Recordo que num dia de sol, deveria estar em férias, ao entrar na sala de comer da minha avó, onde estavam guardados tabuleiros com figos secos, sacos de feijão de diferentes cores, e duas ou três abóboras à espera de serem sacrificadas, vi, ao canto, um livro de capa esverdeada com aspeto de ter sido queimado. Aproximei-me e li que era da autoria de Luís de Camões. Já sabia que tinha escrito os Lusíadas. Pensei que seria o tal famoso livro de que ouvia falar com tanto entusiasmo. Senti uma estranha curiosidade em ler o livro, que deveria ser muito belo. Mas o título não era os Lusíadas. Via-se mal, muito mal, porque tinha a capa muito queimada, nalguns sítios mesmo negra, como se o tivessem retirado do lume. Abri-o e vi que tinha muitos versos, quadras e sonetos. Eu já sabia o que era um soneto, o professor de português já tinha falado sobre isso, e ouvia com frequência a expressão "é pior a emenda do que o soneto". Aprendi o significado embora sem perceber muito bem o que é que o soneto tinha a ver com a emenda! Sentei-me no banco de pedra junto à janela, para aproveitar a luz da tarde, e, num ambiente sossegado, apenas interrompido pelo cacarejar das galinhas, algumas até deviam ter acabado de por ovo, pus-me a ler.
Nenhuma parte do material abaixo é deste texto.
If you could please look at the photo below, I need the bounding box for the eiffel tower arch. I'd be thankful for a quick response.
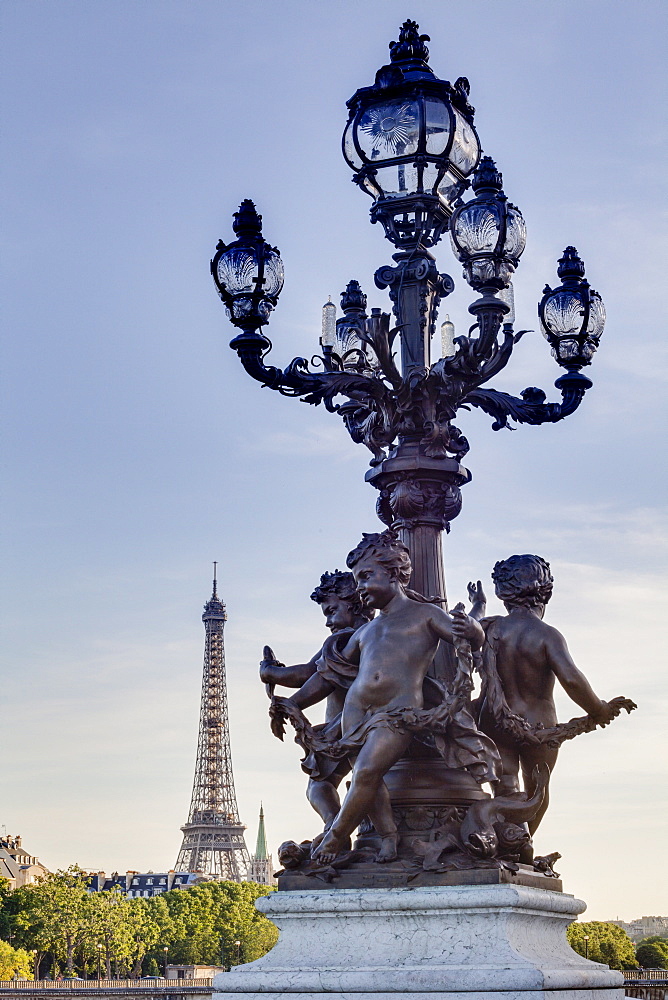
[175,566,250,880]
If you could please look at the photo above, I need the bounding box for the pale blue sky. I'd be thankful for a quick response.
[2,0,666,920]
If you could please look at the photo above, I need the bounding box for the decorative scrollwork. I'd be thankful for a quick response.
[231,257,592,472]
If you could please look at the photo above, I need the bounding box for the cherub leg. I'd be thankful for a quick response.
[307,760,351,851]
[495,740,522,797]
[314,727,410,863]
[520,746,558,835]
[367,781,399,863]
[307,778,342,829]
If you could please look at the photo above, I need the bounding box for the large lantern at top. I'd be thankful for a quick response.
[539,246,605,370]
[342,20,480,249]
[211,199,284,339]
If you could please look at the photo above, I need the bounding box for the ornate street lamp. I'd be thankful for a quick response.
[540,244,605,390]
[210,199,284,350]
[449,156,526,292]
[214,19,605,626]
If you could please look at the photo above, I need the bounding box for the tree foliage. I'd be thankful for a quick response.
[0,941,33,981]
[635,938,668,969]
[148,881,277,968]
[0,875,276,977]
[12,867,92,976]
[566,921,637,970]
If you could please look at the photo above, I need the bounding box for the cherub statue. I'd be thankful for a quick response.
[475,554,633,853]
[259,570,373,837]
[312,530,490,865]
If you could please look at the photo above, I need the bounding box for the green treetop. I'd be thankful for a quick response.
[567,921,637,970]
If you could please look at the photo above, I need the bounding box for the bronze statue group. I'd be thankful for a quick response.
[261,532,634,878]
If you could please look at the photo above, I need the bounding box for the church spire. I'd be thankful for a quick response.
[248,803,274,885]
[255,804,268,860]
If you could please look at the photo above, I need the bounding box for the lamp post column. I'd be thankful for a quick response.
[375,250,451,376]
[360,254,470,686]
[370,252,469,653]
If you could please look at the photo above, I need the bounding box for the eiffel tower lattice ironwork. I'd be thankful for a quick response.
[175,565,250,880]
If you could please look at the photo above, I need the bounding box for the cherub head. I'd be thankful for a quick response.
[492,554,553,613]
[346,530,412,610]
[492,555,554,612]
[310,569,373,632]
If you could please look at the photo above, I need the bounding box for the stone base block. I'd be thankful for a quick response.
[212,884,624,998]
[214,993,623,1000]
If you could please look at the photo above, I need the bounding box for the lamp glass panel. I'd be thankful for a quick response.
[360,173,382,199]
[216,248,258,294]
[343,119,363,170]
[422,162,440,194]
[231,296,254,319]
[541,290,585,336]
[469,259,499,284]
[587,293,606,339]
[373,162,419,198]
[580,338,597,360]
[424,98,451,155]
[555,338,581,361]
[449,109,479,175]
[451,203,501,255]
[504,207,527,259]
[261,251,284,298]
[356,99,420,162]
[437,169,463,209]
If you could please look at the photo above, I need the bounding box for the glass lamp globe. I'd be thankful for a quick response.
[342,20,480,248]
[211,200,284,330]
[539,247,605,369]
[449,157,526,291]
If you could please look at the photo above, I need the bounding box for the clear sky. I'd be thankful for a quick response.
[2,0,666,922]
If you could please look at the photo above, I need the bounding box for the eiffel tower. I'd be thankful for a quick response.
[175,565,250,880]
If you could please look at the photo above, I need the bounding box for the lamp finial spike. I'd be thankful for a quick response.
[389,20,430,65]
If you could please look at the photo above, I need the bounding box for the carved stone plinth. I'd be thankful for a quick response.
[277,863,561,893]
[212,884,624,999]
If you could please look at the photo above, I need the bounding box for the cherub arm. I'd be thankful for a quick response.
[545,628,614,724]
[278,633,361,712]
[286,671,336,710]
[427,605,485,650]
[260,650,320,688]
[467,580,487,621]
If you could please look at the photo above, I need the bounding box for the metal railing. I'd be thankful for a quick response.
[624,972,668,983]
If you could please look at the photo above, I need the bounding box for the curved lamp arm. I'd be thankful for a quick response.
[230,330,394,412]
[461,370,592,431]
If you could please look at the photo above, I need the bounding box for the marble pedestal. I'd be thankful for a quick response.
[212,884,624,1000]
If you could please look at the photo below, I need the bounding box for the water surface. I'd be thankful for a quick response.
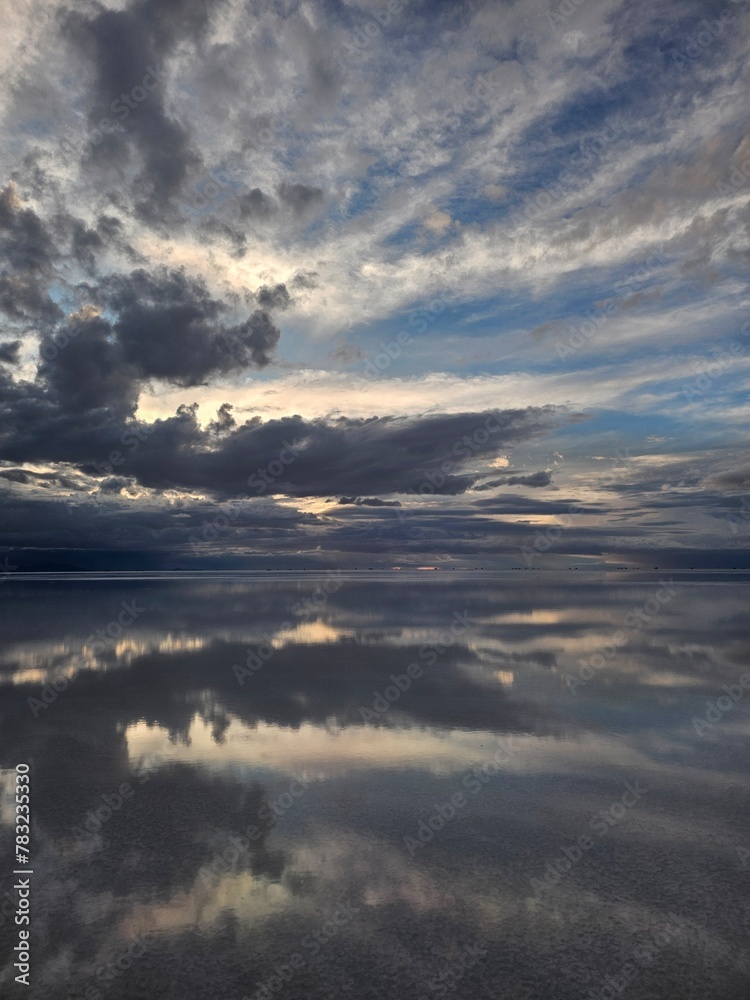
[1,574,749,999]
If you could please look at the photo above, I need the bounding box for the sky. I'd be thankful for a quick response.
[0,0,748,571]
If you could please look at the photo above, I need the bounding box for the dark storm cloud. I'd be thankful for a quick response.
[705,465,750,491]
[208,401,236,434]
[0,468,31,484]
[338,496,403,507]
[102,267,281,383]
[0,2,745,580]
[0,364,138,466]
[0,186,132,326]
[0,186,123,279]
[290,270,319,289]
[0,178,598,569]
[0,273,61,323]
[9,153,54,203]
[67,215,126,273]
[0,484,317,553]
[0,184,53,272]
[0,388,571,503]
[256,283,292,310]
[470,495,602,515]
[68,220,104,274]
[63,0,228,222]
[223,311,281,368]
[39,313,140,416]
[238,188,279,221]
[473,471,553,489]
[127,407,569,499]
[0,184,61,323]
[0,340,21,365]
[97,475,133,494]
[277,182,325,215]
[0,468,78,489]
[196,217,248,257]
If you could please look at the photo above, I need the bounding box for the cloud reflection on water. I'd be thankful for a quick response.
[0,576,749,999]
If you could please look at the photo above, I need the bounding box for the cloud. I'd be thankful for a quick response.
[102,267,281,384]
[474,471,553,490]
[328,342,365,367]
[61,0,228,223]
[338,496,403,507]
[483,183,507,201]
[0,183,61,322]
[277,182,325,216]
[423,210,453,235]
[0,386,571,505]
[0,0,748,565]
[256,283,292,311]
[238,188,278,221]
[98,475,134,494]
[705,465,750,491]
[126,407,569,501]
[39,311,140,416]
[0,339,21,364]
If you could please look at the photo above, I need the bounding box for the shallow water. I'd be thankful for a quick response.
[1,574,749,999]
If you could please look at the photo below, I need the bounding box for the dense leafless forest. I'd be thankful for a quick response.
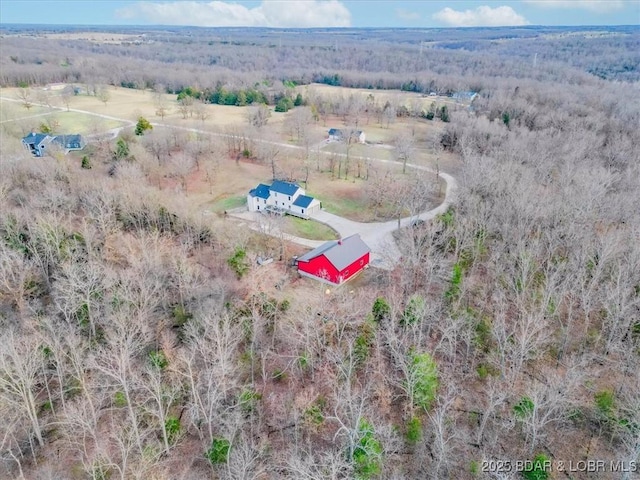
[1,24,639,480]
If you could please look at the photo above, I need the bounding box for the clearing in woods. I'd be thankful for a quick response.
[2,84,456,226]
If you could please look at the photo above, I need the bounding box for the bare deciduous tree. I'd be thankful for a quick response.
[16,88,33,110]
[247,104,271,128]
[394,130,415,174]
[0,329,46,447]
[96,87,111,106]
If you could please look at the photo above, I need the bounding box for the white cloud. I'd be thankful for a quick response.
[396,8,421,21]
[522,1,626,13]
[433,5,530,27]
[116,1,351,27]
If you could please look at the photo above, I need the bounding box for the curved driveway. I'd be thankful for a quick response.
[231,166,457,270]
[310,167,457,269]
[1,94,458,269]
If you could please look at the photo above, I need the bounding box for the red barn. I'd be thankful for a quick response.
[296,234,370,285]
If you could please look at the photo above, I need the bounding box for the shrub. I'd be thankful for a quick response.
[113,138,130,161]
[81,155,92,169]
[444,262,463,301]
[440,105,450,122]
[521,454,551,480]
[239,388,262,413]
[298,352,310,370]
[473,318,492,353]
[165,416,180,444]
[206,438,231,464]
[275,97,294,112]
[113,391,127,407]
[149,350,168,369]
[405,416,422,444]
[304,403,325,426]
[476,363,490,380]
[172,304,193,327]
[402,295,425,325]
[372,297,391,323]
[353,419,383,479]
[595,389,615,418]
[135,116,153,135]
[227,247,250,278]
[354,322,375,366]
[513,396,534,419]
[272,368,286,382]
[411,351,439,410]
[438,207,455,228]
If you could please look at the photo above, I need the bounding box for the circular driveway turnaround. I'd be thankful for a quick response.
[231,165,457,271]
[310,166,457,269]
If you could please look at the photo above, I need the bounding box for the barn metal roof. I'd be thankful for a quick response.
[297,234,370,272]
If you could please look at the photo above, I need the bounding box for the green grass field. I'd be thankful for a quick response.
[315,193,366,219]
[282,216,338,241]
[43,111,125,135]
[209,195,247,213]
[0,100,52,121]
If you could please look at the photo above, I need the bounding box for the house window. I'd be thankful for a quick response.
[301,209,304,214]
[360,259,364,266]
[288,196,291,201]
[257,205,260,210]
[264,199,266,204]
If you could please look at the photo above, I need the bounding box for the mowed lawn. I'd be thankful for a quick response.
[282,216,338,241]
[43,111,125,135]
[1,86,290,132]
[208,194,247,213]
[306,178,375,222]
[0,99,52,121]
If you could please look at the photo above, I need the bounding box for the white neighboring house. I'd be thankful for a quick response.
[247,180,321,218]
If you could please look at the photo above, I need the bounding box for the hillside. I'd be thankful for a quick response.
[0,25,639,480]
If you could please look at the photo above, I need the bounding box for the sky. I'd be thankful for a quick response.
[1,1,639,28]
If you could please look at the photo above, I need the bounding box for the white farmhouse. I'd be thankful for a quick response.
[247,180,321,218]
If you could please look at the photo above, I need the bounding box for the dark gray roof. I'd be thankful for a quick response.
[249,183,271,199]
[297,234,369,271]
[328,128,362,138]
[292,195,315,208]
[53,134,84,148]
[22,132,51,146]
[271,180,300,196]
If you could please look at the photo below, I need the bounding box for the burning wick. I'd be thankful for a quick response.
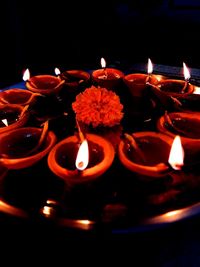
[146,58,153,84]
[101,57,108,79]
[75,118,89,171]
[168,135,184,171]
[182,62,191,93]
[54,67,61,78]
[2,119,8,126]
[22,68,38,88]
[75,139,89,171]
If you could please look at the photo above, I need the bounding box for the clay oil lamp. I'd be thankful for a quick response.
[0,88,41,106]
[174,85,200,112]
[55,67,91,107]
[156,62,194,99]
[157,111,200,145]
[23,68,65,96]
[0,104,29,134]
[122,59,160,126]
[118,131,175,179]
[57,68,90,91]
[91,57,124,91]
[47,132,115,186]
[123,58,159,98]
[0,121,57,169]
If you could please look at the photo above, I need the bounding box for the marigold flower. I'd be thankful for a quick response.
[72,86,124,127]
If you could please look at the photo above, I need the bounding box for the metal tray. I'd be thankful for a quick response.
[1,66,200,234]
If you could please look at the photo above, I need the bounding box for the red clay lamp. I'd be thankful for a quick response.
[118,131,174,179]
[47,133,115,186]
[91,57,124,90]
[156,62,194,98]
[23,68,65,95]
[0,88,41,106]
[123,58,159,97]
[0,104,29,134]
[0,121,56,169]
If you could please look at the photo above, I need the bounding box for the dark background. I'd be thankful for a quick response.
[1,1,200,264]
[1,0,200,87]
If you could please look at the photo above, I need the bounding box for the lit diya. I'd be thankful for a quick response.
[118,131,175,179]
[157,111,200,144]
[57,68,90,90]
[173,86,200,112]
[0,121,57,169]
[0,88,41,106]
[47,133,115,186]
[123,58,159,97]
[23,68,65,95]
[156,62,194,98]
[91,57,124,90]
[0,104,29,134]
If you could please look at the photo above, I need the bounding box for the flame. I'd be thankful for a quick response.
[76,220,91,226]
[75,139,89,171]
[54,67,60,76]
[22,68,30,81]
[164,210,180,218]
[147,58,153,75]
[193,87,200,94]
[41,206,52,217]
[183,62,191,81]
[168,135,184,170]
[2,119,8,126]
[101,57,106,68]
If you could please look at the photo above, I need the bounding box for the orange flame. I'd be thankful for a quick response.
[168,135,184,170]
[75,139,89,171]
[22,68,30,81]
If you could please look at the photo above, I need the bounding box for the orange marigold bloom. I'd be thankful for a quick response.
[72,86,124,127]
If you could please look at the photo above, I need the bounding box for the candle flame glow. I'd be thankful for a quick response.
[22,68,30,81]
[54,67,60,76]
[183,62,191,81]
[164,210,180,218]
[101,57,106,68]
[168,135,184,170]
[2,119,8,126]
[75,139,89,171]
[147,58,153,74]
[193,86,200,94]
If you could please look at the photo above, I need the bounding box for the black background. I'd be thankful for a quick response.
[1,0,200,87]
[1,1,200,265]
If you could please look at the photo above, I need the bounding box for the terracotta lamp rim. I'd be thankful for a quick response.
[157,111,200,143]
[0,127,57,169]
[92,68,124,78]
[48,133,115,185]
[157,78,194,95]
[118,131,173,178]
[0,88,39,105]
[26,75,64,95]
[0,104,29,134]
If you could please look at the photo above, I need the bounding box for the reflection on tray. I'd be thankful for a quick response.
[2,145,200,231]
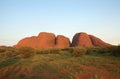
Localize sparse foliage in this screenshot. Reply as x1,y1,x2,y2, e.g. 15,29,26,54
17,47,35,58
62,47,87,57
36,48,60,54
109,46,120,57
72,47,87,57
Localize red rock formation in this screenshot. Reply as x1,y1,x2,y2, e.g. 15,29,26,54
15,32,56,48
37,32,56,48
14,36,38,48
89,35,111,47
55,35,70,48
15,32,111,48
72,32,93,47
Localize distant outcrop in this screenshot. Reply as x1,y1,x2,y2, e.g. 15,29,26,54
15,32,70,48
15,32,111,48
89,35,111,47
55,35,70,48
72,32,93,47
15,32,56,48
72,32,111,47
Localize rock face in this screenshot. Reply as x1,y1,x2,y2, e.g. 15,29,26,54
15,32,56,48
15,32,70,48
72,32,111,47
89,35,111,47
55,35,70,48
72,32,93,47
15,32,111,48
15,36,39,48
38,32,56,48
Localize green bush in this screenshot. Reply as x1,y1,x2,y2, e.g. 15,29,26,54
17,47,35,58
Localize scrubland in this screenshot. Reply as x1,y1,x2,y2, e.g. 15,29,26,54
0,46,120,79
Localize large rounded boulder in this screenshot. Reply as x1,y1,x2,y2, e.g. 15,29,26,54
55,35,70,48
37,32,56,48
15,32,56,48
72,32,93,47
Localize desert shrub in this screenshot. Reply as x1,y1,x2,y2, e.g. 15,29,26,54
36,48,60,54
61,48,73,53
0,57,19,69
86,46,120,57
36,49,48,54
86,47,97,54
17,47,35,58
59,50,73,57
49,48,60,54
109,46,120,57
97,47,111,54
5,49,18,58
0,47,18,58
0,49,6,58
72,47,87,57
0,53,5,58
0,48,6,53
61,47,87,57
5,51,14,58
86,47,112,56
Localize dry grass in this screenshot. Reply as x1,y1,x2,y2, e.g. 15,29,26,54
0,47,120,79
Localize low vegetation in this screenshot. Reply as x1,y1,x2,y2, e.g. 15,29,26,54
0,56,19,69
17,46,35,58
62,47,87,57
0,46,120,79
0,47,17,58
86,46,120,57
35,48,60,54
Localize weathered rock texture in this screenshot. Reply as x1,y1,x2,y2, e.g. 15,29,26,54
72,32,93,47
15,32,70,48
37,32,56,48
55,35,70,48
14,36,38,48
15,32,56,48
89,35,111,47
72,32,111,47
15,32,111,48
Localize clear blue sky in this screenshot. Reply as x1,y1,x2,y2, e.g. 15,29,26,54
0,0,120,46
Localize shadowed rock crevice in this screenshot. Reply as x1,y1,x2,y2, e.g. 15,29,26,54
71,33,80,46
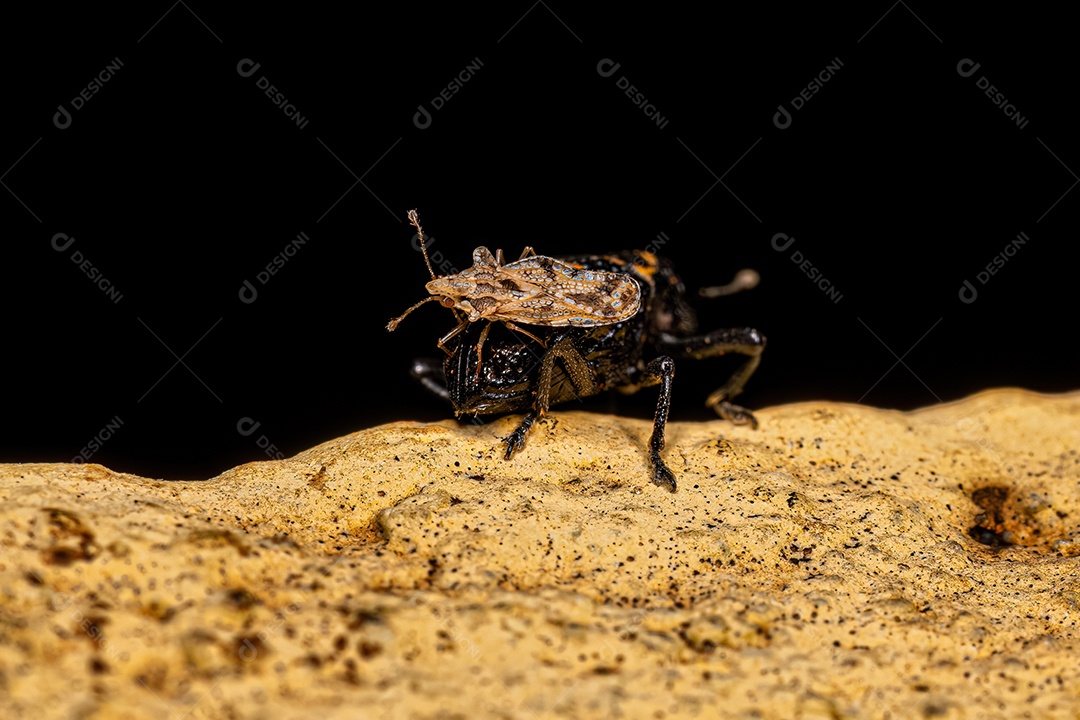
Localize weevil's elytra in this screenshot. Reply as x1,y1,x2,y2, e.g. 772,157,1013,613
388,210,766,492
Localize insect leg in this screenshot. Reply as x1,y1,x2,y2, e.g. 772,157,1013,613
640,356,677,492
473,321,494,380
473,321,546,382
503,334,596,459
502,321,548,349
503,413,536,458
657,327,765,428
495,246,536,266
409,358,450,402
436,319,470,357
697,269,760,298
493,246,536,264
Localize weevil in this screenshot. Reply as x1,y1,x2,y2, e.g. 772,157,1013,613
387,210,765,491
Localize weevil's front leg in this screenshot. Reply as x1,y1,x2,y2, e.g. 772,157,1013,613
658,327,765,428
641,356,677,492
503,334,595,459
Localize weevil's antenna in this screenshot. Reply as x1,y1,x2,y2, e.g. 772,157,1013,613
698,268,760,298
408,209,437,281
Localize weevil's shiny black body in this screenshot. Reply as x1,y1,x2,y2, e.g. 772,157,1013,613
409,250,765,491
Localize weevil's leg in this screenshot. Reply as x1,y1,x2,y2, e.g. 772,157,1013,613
697,269,760,298
436,319,470,356
504,334,596,459
641,356,677,492
657,327,765,429
503,413,537,458
502,321,548,349
516,246,537,261
409,358,450,402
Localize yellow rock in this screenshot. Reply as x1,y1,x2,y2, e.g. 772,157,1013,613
1,388,1078,719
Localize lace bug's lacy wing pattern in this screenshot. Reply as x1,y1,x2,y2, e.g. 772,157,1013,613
425,246,642,327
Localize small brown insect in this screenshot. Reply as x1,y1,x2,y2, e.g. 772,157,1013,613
426,246,641,327
388,210,642,359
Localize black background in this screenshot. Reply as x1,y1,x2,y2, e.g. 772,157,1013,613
3,5,1076,479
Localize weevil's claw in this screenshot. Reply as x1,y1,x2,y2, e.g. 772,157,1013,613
650,453,677,492
503,433,525,460
713,401,759,430
503,413,537,460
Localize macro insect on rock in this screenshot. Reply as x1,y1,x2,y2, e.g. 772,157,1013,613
387,210,766,492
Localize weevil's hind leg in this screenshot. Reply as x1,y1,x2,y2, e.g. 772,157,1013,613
503,334,596,460
658,327,765,429
409,358,450,402
641,356,677,492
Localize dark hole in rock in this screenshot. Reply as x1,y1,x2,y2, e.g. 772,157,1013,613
968,486,1010,547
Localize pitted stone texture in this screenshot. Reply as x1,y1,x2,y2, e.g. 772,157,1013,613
1,389,1077,719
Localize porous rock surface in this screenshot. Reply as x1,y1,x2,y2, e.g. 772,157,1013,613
1,389,1078,719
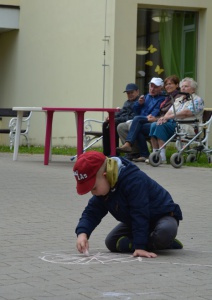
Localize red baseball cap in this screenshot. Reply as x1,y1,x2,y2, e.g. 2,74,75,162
73,151,106,195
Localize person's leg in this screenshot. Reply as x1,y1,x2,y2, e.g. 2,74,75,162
150,121,176,161
149,122,159,150
158,138,166,161
102,121,111,156
115,127,120,148
147,216,182,250
117,122,129,145
117,117,148,152
150,137,159,150
125,116,148,144
136,123,151,158
105,222,133,253
103,122,120,156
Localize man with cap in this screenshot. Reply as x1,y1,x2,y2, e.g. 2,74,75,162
102,83,139,156
73,150,183,258
116,77,165,160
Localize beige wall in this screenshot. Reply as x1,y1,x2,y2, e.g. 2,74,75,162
0,0,20,5
0,0,212,146
0,0,116,146
114,0,212,145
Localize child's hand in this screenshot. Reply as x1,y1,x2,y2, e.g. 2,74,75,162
133,249,157,258
76,233,89,254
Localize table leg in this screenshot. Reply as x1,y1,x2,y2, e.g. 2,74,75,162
44,111,54,165
13,111,23,161
75,111,85,158
108,112,116,156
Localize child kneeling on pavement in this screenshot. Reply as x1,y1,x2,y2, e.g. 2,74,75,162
73,151,183,258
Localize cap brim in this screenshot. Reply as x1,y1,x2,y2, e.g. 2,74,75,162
76,176,96,195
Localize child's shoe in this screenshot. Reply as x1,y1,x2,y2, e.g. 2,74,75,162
170,238,183,249
116,236,132,252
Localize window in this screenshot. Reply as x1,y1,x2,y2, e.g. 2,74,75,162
136,8,198,93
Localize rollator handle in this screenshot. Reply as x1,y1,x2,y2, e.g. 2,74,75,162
178,92,191,100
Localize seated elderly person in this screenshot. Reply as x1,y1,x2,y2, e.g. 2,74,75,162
102,83,139,156
116,75,181,162
148,77,204,164
116,77,165,160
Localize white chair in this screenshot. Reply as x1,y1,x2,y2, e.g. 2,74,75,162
9,111,32,149
70,118,103,161
83,118,103,148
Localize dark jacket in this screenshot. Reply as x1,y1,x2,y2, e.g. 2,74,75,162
114,97,139,124
75,157,183,250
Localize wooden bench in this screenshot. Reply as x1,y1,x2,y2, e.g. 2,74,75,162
0,108,32,149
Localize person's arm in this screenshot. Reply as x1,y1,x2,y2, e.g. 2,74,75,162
115,100,136,123
133,249,157,258
148,95,166,117
76,233,89,253
156,108,191,124
75,196,108,253
133,95,145,115
157,96,204,124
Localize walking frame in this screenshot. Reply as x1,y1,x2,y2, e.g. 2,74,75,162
148,93,212,168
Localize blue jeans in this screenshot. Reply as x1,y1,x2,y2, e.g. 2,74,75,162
125,116,151,157
105,216,178,252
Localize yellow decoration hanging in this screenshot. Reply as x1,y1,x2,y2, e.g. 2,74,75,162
145,60,153,66
155,65,164,75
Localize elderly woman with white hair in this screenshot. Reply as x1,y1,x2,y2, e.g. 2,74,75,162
148,77,204,163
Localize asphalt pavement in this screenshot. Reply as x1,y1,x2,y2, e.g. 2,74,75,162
1,152,212,300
Àquela hora, os meus companheiros de brincadeira deveriam estar a dizer das boas pela minha falta ao jogo no Rossio. Comecei a ler os sonetos, procurando o segredo do ditado que ouvia a torto e a direito, mas, depressa, deixei de procurar e embebedei-me com a poesia que ia lendo, ouvindo-me mentalmente e até oralmente. Percebia muita coisa, e quando não percebia passava à frente, lendo os versos cheios de uma estranha sonoridade que me provocavam uma sensação agradável, muito agradável, muito mais agradável do que os figos secos que ia retirando do velho tabuleiro. O tempo passou, a luz do dia arrefeceu, e a maldita lâmpada da sala de comer, que não alumiava quase nada, apenas fazia sombra, assustou-me mais uma vez com o seu amarelo doentio. Levantei-me, subi para o quarto e levei o livro de capa verde, enegrecido, queimado, pouco estimado, e que se transformou no meu culto adorado. Escondi-o. Tive medo que voltasse a ser queimado, e que os lindos versos, que li pela primeira vez, fossem apagados.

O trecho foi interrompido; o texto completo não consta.